You know, writing all this stuff helps me to see how much of a doormat I'm being. I think it's because I still want him back. If only it would sink in that he doesn't want me anymore.


----------



## angelpixie (Mar 2, 2012)

The push and pull is very, very hard. Anything positive seems like a hint that he might be changing, especially when one is looking for those hints with a magnifying glass. If, as it seems, he sees himself in the power position in your relationship, he can afford to be nice to you now. He's in control. Please don't mistake that behavior for true kindness, even if he tries to convince you that's what it is.

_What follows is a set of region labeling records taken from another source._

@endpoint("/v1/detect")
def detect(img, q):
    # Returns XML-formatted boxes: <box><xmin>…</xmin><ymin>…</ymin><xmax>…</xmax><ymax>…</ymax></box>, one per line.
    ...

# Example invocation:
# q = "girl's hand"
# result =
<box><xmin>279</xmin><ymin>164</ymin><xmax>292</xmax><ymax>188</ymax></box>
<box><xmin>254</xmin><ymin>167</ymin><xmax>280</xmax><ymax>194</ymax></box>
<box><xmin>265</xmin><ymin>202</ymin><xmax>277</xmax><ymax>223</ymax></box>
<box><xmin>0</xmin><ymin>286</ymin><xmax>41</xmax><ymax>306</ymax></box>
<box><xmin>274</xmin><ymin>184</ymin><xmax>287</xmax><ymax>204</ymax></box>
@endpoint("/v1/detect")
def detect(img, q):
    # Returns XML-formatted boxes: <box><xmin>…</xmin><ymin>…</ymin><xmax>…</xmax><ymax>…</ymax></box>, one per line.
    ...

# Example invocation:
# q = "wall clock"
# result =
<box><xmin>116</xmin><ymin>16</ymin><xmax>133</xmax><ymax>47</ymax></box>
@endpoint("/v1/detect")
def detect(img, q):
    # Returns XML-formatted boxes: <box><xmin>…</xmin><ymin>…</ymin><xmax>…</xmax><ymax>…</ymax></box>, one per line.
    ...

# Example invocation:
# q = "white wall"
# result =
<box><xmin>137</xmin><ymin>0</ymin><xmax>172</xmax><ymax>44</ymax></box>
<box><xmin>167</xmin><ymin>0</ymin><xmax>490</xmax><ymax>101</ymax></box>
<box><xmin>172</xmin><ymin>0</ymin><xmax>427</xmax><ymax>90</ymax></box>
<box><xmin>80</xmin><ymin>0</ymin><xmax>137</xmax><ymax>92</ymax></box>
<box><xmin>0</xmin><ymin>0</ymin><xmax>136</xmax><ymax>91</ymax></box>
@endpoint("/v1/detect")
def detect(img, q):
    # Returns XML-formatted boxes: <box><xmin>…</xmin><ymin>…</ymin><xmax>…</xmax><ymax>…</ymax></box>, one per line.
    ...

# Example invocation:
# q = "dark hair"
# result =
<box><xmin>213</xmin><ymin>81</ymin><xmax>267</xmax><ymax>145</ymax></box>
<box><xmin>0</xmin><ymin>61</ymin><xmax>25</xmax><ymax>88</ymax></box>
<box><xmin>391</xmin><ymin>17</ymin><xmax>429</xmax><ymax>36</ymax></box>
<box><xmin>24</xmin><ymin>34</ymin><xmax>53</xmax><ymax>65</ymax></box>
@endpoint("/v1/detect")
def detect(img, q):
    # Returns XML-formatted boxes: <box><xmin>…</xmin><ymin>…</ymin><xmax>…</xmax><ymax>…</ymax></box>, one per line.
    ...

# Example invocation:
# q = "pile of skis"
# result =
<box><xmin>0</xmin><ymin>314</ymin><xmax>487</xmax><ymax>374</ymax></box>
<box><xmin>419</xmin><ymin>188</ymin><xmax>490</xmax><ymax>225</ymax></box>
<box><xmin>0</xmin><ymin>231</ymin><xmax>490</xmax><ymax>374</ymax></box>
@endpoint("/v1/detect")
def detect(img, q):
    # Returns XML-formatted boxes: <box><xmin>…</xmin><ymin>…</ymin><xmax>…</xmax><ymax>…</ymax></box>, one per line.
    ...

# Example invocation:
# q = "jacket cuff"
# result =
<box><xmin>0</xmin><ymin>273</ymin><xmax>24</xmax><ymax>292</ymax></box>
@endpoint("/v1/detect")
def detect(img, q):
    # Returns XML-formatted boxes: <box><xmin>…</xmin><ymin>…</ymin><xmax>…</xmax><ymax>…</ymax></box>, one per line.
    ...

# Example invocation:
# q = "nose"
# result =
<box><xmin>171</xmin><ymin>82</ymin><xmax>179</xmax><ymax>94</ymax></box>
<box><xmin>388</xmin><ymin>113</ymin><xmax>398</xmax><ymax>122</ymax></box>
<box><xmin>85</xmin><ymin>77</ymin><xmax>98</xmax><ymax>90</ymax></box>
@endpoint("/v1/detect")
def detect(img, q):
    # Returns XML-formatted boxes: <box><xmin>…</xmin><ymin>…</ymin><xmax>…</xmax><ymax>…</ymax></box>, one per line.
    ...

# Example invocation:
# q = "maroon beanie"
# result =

Why is it important to your sister that your family not see your situation the way it really is? Is it because they're not here with you? We kept our split secret from everyone on both sides of our family (they lived about 1200 miles away) except for STBXH's older sister. We didn't tell anyone else until I had a new place and had to give everyone my new address and cell number. We were separated, yet living together for about 7 months. I wish I hadn't kept it all secret. It's hurting me now, because he's spinning his own stories, and they're obviously not the truth.

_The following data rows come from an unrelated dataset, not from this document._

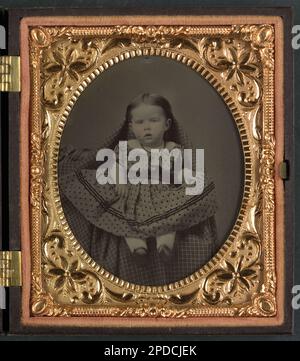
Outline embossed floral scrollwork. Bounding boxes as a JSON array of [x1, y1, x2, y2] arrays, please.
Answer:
[[42, 40, 99, 110], [200, 232, 261, 304], [198, 38, 261, 108], [44, 234, 102, 304]]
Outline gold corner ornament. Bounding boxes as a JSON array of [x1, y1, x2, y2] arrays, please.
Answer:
[[0, 251, 22, 287], [0, 56, 21, 92]]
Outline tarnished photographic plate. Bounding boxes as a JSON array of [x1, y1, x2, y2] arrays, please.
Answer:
[[20, 16, 285, 328]]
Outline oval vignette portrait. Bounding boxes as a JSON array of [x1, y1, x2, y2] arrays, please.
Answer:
[[58, 56, 244, 286]]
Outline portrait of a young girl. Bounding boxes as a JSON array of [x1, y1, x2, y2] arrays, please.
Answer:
[[59, 93, 217, 285]]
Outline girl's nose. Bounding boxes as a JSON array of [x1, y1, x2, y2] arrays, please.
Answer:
[[144, 121, 150, 130]]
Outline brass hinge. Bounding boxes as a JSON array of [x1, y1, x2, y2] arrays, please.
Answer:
[[0, 56, 21, 92], [0, 251, 22, 287]]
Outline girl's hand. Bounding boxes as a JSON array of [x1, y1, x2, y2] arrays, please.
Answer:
[[116, 184, 128, 199]]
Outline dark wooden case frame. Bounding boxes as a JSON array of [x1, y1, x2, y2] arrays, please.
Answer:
[[0, 7, 294, 335]]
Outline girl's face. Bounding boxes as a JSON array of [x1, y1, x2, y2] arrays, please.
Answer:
[[130, 103, 171, 148]]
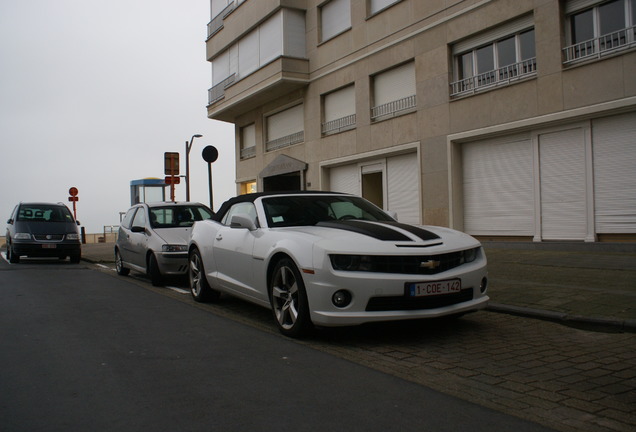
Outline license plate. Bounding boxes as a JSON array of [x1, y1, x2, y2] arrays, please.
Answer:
[[408, 279, 462, 297]]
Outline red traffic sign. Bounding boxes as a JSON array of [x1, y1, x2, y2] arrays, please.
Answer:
[[163, 152, 179, 176]]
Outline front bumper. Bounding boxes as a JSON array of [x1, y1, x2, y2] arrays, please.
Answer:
[[304, 260, 490, 326], [155, 252, 188, 275], [11, 241, 82, 258]]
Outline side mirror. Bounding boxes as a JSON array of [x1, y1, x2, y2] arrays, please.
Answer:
[[230, 215, 256, 231], [385, 210, 397, 220]]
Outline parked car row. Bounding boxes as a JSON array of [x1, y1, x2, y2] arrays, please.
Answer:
[[115, 192, 489, 337], [6, 192, 489, 337]]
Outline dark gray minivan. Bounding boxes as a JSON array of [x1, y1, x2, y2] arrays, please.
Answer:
[[6, 202, 82, 264]]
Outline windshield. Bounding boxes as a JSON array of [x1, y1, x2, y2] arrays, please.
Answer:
[[17, 204, 73, 222], [150, 206, 212, 228], [263, 195, 394, 227]]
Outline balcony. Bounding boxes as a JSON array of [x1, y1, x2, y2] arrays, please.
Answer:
[[563, 27, 636, 64], [451, 57, 537, 97], [322, 114, 356, 135], [207, 57, 309, 123], [265, 131, 305, 151], [371, 95, 417, 121]]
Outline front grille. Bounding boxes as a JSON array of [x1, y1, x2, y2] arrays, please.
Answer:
[[33, 234, 64, 241], [330, 249, 477, 275], [366, 288, 473, 312]]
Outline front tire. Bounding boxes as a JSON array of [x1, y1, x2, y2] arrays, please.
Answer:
[[115, 250, 130, 276], [268, 258, 312, 337], [148, 254, 163, 286], [188, 249, 221, 303]]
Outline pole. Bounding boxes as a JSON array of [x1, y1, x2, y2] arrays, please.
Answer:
[[186, 142, 194, 201], [208, 163, 214, 211]]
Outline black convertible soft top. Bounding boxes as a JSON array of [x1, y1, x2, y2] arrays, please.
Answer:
[[212, 191, 348, 222]]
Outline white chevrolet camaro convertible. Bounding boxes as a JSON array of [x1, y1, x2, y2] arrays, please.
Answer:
[[188, 192, 489, 336]]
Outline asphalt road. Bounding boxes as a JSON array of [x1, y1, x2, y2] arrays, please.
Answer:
[[0, 260, 549, 432]]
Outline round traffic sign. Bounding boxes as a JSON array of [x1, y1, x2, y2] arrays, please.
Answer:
[[201, 146, 219, 163]]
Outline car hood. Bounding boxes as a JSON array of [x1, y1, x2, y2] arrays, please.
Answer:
[[154, 227, 192, 244], [15, 221, 77, 235], [284, 220, 480, 253]]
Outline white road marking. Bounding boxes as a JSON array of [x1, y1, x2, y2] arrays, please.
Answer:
[[166, 286, 190, 294]]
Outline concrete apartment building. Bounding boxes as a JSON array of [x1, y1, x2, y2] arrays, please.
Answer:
[[206, 0, 636, 242]]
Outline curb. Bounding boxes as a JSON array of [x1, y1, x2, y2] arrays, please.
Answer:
[[486, 302, 636, 333]]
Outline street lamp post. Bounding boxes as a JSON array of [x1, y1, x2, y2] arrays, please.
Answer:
[[185, 134, 203, 201]]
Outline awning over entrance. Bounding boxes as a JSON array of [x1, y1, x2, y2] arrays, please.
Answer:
[[258, 155, 307, 192]]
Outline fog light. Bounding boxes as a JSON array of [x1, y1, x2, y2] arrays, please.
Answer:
[[479, 277, 488, 294], [331, 290, 351, 308]]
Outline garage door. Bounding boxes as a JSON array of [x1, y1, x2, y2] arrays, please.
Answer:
[[462, 134, 534, 236], [329, 153, 421, 224], [539, 128, 587, 240], [592, 113, 636, 234]]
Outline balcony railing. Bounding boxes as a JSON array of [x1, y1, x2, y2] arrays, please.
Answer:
[[241, 146, 256, 159], [371, 95, 417, 120], [451, 57, 537, 97], [208, 74, 236, 105], [265, 131, 305, 151], [563, 27, 636, 64], [322, 114, 356, 135], [208, 1, 236, 39]]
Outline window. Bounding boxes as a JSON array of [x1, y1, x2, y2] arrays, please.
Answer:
[[322, 85, 356, 135], [241, 123, 256, 159], [563, 0, 636, 63], [133, 208, 146, 227], [371, 62, 417, 120], [368, 0, 401, 15], [451, 16, 537, 96], [265, 104, 305, 151], [320, 0, 351, 42]]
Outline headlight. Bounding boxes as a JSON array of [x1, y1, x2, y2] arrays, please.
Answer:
[[161, 245, 188, 252], [464, 248, 479, 263], [329, 255, 373, 271]]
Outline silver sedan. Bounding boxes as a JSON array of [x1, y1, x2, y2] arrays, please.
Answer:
[[115, 202, 213, 286]]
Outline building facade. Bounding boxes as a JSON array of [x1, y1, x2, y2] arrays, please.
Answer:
[[206, 0, 636, 242]]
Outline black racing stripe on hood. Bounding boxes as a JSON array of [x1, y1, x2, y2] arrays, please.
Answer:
[[383, 222, 440, 241], [316, 220, 412, 241]]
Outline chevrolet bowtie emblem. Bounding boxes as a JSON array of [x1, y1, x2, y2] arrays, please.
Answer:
[[420, 260, 441, 270]]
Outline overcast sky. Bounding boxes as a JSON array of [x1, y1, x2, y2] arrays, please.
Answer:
[[0, 0, 236, 233]]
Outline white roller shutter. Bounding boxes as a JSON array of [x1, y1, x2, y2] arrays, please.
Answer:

And...your H may seem healed now. But he's not. A healed person wouldn't do what he's doing to you. Of course that's not how he sees it, but he's not really being honest about things, is he?


----------



## confused777 (Nov 21, 2012)

Angel, I left my family 7/8 years ago, I flew across the Atlantic without them knowing. I started to contact them a few months ago but only through email/ post. I feel ashamed to call them all up now and say "Surprise! My marriage failed so I want you all back in my life!!"

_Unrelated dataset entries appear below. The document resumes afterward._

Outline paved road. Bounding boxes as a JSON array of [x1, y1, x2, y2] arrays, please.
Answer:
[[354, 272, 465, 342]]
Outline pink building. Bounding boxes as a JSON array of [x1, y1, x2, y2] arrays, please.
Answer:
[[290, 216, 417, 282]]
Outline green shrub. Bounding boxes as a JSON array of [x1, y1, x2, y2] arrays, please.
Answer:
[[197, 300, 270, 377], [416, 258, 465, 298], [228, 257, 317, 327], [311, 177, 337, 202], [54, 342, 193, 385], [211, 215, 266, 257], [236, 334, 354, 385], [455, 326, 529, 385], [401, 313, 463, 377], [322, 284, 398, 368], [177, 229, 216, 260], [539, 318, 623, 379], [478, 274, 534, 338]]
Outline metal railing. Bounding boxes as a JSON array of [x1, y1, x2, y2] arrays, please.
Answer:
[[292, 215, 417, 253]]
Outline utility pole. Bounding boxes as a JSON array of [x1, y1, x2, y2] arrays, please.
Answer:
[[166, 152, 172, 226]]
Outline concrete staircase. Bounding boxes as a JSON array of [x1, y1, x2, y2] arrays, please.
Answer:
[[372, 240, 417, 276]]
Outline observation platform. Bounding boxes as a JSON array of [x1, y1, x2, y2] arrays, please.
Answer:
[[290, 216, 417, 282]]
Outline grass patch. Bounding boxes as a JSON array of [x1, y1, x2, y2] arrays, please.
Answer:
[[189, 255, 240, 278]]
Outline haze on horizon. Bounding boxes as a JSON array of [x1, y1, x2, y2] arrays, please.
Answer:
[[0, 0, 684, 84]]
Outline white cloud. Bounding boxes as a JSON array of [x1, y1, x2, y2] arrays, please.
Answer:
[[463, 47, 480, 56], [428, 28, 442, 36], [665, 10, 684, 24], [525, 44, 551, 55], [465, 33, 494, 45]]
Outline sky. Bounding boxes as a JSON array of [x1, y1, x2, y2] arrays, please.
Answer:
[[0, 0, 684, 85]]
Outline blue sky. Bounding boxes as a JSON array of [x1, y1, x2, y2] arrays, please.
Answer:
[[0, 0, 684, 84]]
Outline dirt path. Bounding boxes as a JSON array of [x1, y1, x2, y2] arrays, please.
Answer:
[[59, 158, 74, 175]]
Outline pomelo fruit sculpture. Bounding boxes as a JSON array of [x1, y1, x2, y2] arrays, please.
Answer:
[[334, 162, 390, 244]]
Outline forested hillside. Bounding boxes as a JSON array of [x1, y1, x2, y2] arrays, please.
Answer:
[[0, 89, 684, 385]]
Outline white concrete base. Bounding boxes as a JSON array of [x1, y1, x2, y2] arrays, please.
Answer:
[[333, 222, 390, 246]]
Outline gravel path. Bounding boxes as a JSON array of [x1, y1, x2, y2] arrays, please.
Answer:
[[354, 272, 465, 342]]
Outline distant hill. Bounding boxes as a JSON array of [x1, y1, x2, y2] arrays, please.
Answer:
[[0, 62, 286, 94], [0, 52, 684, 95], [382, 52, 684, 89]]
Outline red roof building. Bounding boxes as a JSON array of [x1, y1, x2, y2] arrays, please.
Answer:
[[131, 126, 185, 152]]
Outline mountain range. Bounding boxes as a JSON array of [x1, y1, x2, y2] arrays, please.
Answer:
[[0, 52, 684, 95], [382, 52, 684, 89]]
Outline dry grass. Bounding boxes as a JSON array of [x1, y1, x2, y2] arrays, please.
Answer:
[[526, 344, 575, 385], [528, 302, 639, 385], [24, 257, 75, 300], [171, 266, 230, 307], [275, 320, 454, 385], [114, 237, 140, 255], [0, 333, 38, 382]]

Culture is a bit of a ****** in my situation as well because it brings shackles with it. I'm pretty resistant to it's demands but my family aren't. Divorce is taboo, people stay in unhappy marriages and so divorces make people suspicious. My sister is aware of this and is just trying to ease my re-introduction. (I can't lie very well so we'll see how long that lasts).

I know it all sounds backwards, it's my culture (not my faith). I've been gone so long, things might be different now but I am concerned. I wish I had a safe and loving place I could go to. The only "home" I knew was my ex. This is what really hurts.

I can hold a job, I can socialize, but I don't feel intrinsically confident. I started to take a confidence class and it is so insightful. I know that I need to seize control of my own life and be true to myself. Maybe struggles are what I need to shake off all the fears I've developed and emerge a better person - like a cleansing. I think I became dependant on my husband, ugh, I hate to admit it  

I believe you're right. My ex feels good about himself when he offers kindness to me but it is bogus. I know I'm weak and pathetic right now but I hope that some day, I look back and chuckle to myself. I hope I shake my head in disbelief and know that I am worth more than what I accepted. I hope I don't care about him anymore, hope theres no "special place in my heart for him". I hope I am indifferent. Wish I could rush that feeling but it's only been 2 weeks.

Reminds me of that book "Henry Sugar". Henry goes through a positive transformation and no longer has the same needs/ wants that originally inspired the transformation.

I read that attachment vs love link you had posted - it was food for thought, thx. 

And, I'm not a complete pushover...just highlighting my insecurities here.


----------



## Dollystanford (Mar 14, 2012)

Of course you want him back - it's only been two weeks! Even I wanted my ex back after two weeks and he's a complete tool who bled me dry for years

You're not weak and pathetic - it takes guts to move your whole life to another country, leaving behind everything you know and starting afresh somewhere strange. But guess what, you did it once....


----------



## Stella Moon (Nov 22, 2012)

I had to unplug my husband on fb...matter of fact...this is going to sound sooo childish...but I created his fb page...it took me a lot of time to post those albums and set it all up and do what he wanted with his pics and such and tho..
Well he was being a **** on there so I friggin' took back his page and deactivated his account. That was the 'last' thing I did. After that was the beginning of the 180. I'll be damned if I'm going to watch him be all 'happy happy'...infront of me with his walking out on me and ****. F* that...go make your own damn page. Your making me do **** on my own...with this lake house that needs maintenance...go figure out how to make a fb page and good luck with that and all the pics you 'don't' have. You wanna 'start over'...start over [email protected]@hole. 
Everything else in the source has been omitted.